Employment Law Cases
Reasonable adjustments and fairness of dismissal
Knightley v Chelsea and Westminster Hospital NHS Trust
A failure to make reasonable adjustments as part of a dismissal process doesn’t mean that the dismissal itself is necessarily unfair.
Background
Ms Knightley was dismissed following a capability procedure. The trust denied her an extension of time to appeal against dismissal. She brought a tribunal claim for, among other things, unfair dismissal, discrimination arising from disability (s. 15 of the Equality Act) and a failure to make reasonable adjustments (s. 20 the Equality Act). The tribunal upheld the failure to make reasonable adjustments claim but held the dismissal overall was fair as an appeal wouldn’t have affected the fairness of her dismissal. The s. 15 claim was also dismissed, the tribunal holding that dismissal was proportionate.

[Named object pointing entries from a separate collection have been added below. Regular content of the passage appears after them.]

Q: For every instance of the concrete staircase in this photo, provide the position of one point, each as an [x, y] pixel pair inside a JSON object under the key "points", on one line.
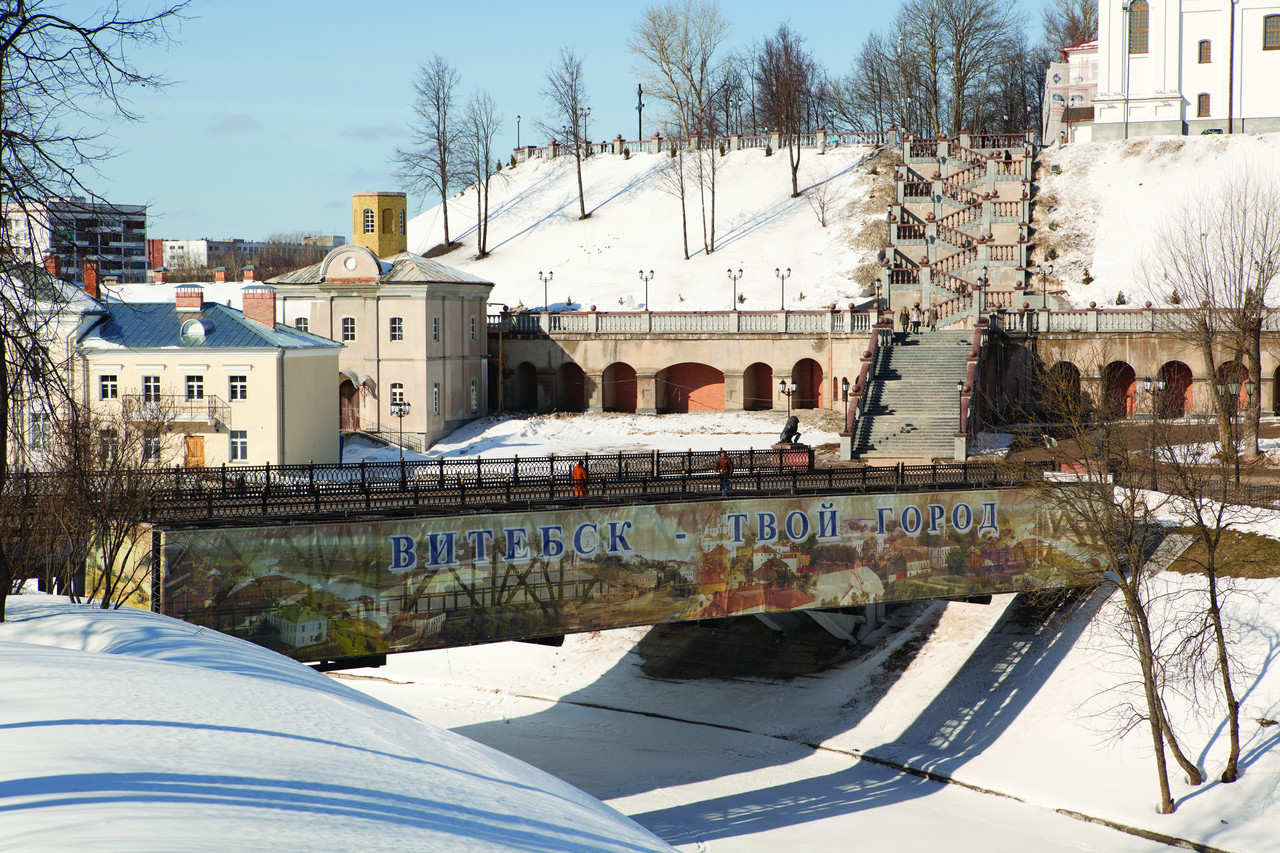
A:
{"points": [[912, 407]]}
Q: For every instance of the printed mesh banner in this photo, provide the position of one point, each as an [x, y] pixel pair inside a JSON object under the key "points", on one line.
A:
{"points": [[339, 589]]}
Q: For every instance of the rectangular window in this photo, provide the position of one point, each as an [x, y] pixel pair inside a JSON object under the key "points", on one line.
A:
{"points": [[1271, 32], [108, 445], [1138, 26], [41, 430]]}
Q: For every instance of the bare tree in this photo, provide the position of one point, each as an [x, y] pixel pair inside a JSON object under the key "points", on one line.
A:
{"points": [[1101, 505], [1220, 252], [566, 90], [435, 132], [677, 45], [112, 463], [480, 123], [1069, 22], [785, 73]]}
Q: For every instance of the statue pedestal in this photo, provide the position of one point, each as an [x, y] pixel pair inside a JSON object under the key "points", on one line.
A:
{"points": [[789, 456]]}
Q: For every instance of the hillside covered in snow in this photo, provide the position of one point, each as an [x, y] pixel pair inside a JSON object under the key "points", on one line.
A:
{"points": [[635, 222]]}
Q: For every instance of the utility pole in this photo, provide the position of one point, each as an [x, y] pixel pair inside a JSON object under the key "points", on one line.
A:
{"points": [[639, 114]]}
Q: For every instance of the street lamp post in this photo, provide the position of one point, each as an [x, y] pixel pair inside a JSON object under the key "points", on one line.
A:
{"points": [[645, 279], [400, 409], [544, 279], [782, 277], [734, 278], [1043, 270], [787, 388]]}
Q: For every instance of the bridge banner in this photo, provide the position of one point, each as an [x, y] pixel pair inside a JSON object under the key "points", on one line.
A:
{"points": [[339, 589]]}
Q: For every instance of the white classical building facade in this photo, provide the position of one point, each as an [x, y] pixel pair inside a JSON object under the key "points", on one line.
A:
{"points": [[1184, 67]]}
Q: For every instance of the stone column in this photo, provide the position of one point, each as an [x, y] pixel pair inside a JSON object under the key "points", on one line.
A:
{"points": [[647, 393], [735, 392]]}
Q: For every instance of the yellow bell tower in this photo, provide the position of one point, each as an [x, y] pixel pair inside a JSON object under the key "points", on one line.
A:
{"points": [[379, 222]]}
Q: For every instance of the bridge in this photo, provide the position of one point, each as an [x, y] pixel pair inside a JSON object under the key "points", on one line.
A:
{"points": [[336, 562]]}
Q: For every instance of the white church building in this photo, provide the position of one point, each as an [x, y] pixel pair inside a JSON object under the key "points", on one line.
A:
{"points": [[1187, 67]]}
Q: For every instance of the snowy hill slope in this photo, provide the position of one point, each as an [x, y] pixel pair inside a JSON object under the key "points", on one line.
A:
{"points": [[124, 730], [634, 224], [1098, 204]]}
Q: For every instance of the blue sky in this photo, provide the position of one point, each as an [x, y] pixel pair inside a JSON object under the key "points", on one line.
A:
{"points": [[279, 112]]}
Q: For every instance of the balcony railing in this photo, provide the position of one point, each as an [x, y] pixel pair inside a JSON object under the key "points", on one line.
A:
{"points": [[178, 409]]}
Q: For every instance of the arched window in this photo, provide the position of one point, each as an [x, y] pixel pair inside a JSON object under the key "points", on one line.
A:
{"points": [[1271, 32], [1138, 21]]}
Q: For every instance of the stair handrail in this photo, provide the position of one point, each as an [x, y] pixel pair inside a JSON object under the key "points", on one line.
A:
{"points": [[858, 393]]}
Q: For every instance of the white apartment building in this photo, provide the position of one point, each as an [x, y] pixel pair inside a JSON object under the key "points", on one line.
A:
{"points": [[1176, 67]]}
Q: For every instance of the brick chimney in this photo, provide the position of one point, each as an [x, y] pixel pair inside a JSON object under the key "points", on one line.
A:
{"points": [[188, 297], [91, 281], [259, 304]]}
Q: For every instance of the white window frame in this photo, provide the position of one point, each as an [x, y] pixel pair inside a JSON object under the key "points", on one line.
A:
{"points": [[238, 439]]}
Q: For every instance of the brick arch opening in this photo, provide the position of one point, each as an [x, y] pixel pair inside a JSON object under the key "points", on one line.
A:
{"points": [[570, 388], [691, 387], [807, 374], [620, 387], [1175, 397], [524, 387], [1234, 370], [1119, 389], [758, 387]]}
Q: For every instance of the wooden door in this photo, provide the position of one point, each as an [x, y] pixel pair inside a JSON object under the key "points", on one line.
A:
{"points": [[348, 411], [195, 451]]}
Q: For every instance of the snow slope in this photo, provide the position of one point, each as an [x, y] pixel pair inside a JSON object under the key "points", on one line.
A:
{"points": [[634, 226], [1101, 210], [124, 730]]}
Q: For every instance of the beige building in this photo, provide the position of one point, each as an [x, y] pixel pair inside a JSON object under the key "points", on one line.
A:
{"points": [[236, 388], [412, 332]]}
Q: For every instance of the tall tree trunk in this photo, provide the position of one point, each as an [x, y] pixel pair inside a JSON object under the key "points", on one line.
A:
{"points": [[581, 197], [1224, 665]]}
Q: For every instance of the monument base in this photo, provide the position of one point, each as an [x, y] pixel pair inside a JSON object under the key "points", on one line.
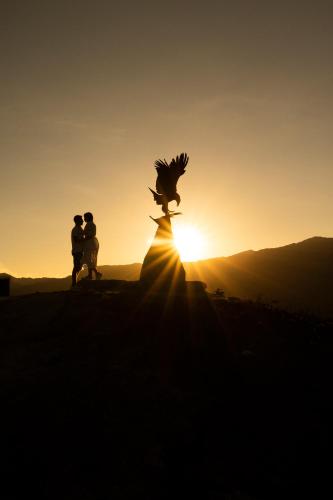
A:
{"points": [[162, 268]]}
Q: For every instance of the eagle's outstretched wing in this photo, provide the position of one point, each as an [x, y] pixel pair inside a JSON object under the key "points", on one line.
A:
{"points": [[168, 175], [177, 166]]}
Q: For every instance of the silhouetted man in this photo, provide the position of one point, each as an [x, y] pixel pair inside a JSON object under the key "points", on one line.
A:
{"points": [[77, 247]]}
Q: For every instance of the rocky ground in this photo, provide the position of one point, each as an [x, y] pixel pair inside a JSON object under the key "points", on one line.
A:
{"points": [[127, 395]]}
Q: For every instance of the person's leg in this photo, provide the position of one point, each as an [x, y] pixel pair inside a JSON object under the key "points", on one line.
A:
{"points": [[77, 267]]}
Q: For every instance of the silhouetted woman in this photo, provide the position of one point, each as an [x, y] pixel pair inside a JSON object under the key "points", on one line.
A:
{"points": [[91, 246]]}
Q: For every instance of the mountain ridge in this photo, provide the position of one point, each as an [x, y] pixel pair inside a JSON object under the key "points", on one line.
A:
{"points": [[298, 275]]}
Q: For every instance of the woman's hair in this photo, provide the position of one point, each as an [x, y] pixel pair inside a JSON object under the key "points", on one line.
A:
{"points": [[89, 216]]}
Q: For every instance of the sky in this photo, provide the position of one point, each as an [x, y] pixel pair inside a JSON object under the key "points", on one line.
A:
{"points": [[93, 92]]}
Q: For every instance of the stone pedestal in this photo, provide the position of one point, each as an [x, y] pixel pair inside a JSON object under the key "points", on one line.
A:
{"points": [[162, 268]]}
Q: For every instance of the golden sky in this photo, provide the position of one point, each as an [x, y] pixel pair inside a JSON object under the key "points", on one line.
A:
{"points": [[92, 93]]}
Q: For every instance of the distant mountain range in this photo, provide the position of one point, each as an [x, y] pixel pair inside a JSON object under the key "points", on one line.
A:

Ms Knightley appealed on the basis that the upheld finding meant she was deprived of her right of appeal and thus her unfair dismissal claim should be allowed. She also argued that if the dismissal was procedurally unfair, her s.15 claim should succeed as objective justification should fail.
EAT decision
The appeal was dismissed.
The EAT pointed out that the case concerned three different statutory torts (wrongs), each with different ingredients. The fact that one of the statutory torts has been committed does not mean that any of the others necessarily will have been. The legal principles applicable to each claim should be separately applied to the facts found. Whilst findings on one of the torts may also apply to the others, that does not mean that the requirements of those other torts are necessarily satisfied. It may be relevant but does not dispose of the matter from a legal perspective. Here, considering each basis of claim separately, the tribunal had adequately and appropriately reached its conclusions in different directions on each of the claims.
Comment
This is a refreshing common-sense approach and means that even if an employer does get it wrong in relation to reasonable adjustments, it does not mean that all of the other claims will automatically succeed; they will be judged on their merits.